Low income families and communities have the least resources to deal with the stress of climate change. Columbia University professor of Clinical Psychiatry Mindy Fullilove describes low income families as living in an environment of unmitigated disaster- unmitigated trauma, health and educational deficits. With low levels of auto use and resource consumption, they have contributed the least to the causes of climate change. If we envision civilization as providing more equal opportunities and responsibilities for all, then we must plan to equalize our preparations for the coming volatility.

The degree of social inequality shown the world during Katrina was deeply disturbing. But distribution of wealth and wellbeing in New York City is also increasingly unequal. If social efficacy is a key element of a community’s wellbeing, then our rebuilding efforts must aim to increase equality of opportunity for all of a city’s residents and workers.

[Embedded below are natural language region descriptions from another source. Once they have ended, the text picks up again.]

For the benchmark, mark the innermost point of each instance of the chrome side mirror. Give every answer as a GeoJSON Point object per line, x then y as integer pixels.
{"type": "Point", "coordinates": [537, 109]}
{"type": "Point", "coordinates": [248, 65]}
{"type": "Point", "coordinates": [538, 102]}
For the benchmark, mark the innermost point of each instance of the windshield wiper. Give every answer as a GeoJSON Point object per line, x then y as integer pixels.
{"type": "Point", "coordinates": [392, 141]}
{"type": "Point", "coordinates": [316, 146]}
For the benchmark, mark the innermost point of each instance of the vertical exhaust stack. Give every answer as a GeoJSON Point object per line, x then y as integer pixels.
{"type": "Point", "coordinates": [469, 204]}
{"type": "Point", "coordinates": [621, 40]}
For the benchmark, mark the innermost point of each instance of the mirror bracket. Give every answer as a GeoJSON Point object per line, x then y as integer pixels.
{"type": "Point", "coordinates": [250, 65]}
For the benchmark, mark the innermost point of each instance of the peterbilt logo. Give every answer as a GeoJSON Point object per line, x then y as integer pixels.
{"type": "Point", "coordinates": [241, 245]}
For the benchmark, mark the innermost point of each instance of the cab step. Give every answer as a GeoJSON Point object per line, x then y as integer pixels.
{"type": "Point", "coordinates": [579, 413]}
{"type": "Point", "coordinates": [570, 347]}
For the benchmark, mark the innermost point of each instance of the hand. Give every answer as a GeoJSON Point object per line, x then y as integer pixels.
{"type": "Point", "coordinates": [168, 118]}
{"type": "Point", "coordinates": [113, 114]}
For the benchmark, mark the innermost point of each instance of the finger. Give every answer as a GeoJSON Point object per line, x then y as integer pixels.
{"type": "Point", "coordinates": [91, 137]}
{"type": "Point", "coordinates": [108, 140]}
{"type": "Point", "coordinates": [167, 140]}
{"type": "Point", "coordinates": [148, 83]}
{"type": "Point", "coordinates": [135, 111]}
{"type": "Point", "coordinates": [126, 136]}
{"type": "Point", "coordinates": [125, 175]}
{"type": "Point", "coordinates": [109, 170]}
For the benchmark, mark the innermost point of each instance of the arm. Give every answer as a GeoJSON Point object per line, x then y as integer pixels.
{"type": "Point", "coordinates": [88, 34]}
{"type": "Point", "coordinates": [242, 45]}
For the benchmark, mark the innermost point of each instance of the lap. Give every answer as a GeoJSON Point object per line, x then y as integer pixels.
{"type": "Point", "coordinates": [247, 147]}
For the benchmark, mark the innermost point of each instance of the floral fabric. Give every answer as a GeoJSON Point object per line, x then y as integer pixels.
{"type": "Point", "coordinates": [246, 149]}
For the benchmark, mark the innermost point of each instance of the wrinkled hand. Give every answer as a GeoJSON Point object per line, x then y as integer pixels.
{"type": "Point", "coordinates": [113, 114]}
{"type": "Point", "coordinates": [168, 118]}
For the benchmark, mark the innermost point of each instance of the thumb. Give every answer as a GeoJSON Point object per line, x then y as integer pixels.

Does it take a disaster to rebuild our cities?

The destruction and rebuilding of Lower Manhattan and the Gulf Coast raise several questions that America, and perhaps all nations need to ask.

The first is, can we rebuild our cities without them first having to be destroyed?  Is our collective status quo bias so strong that we cannot re- imagine our cities, and make the tough political decisions to move them towards a better future while they are still functioning? Wouldn’t it be better to rebuild the decaying physical and civic parts of our cities now, without having to wait for an external destructive force?

And the second question is, if we as a nation believe that our cities are too important to be destroyed and not rebuilt, than what should we be doing to build up the planning and funding capacity for this reconstruction? Our current policy is another version of “too big to fail”. Our Federal government has been the rebuilder of last resort.

But with the increased climate change ahead, we cannot afford to respond incident by incident. We need a national strategy that integrates Federal resources and credit with State and Local initiatives, and that harness’s private capital. These resources need to begin making our cities more resilient now.

To answer these, we have to re- think the way that we plan.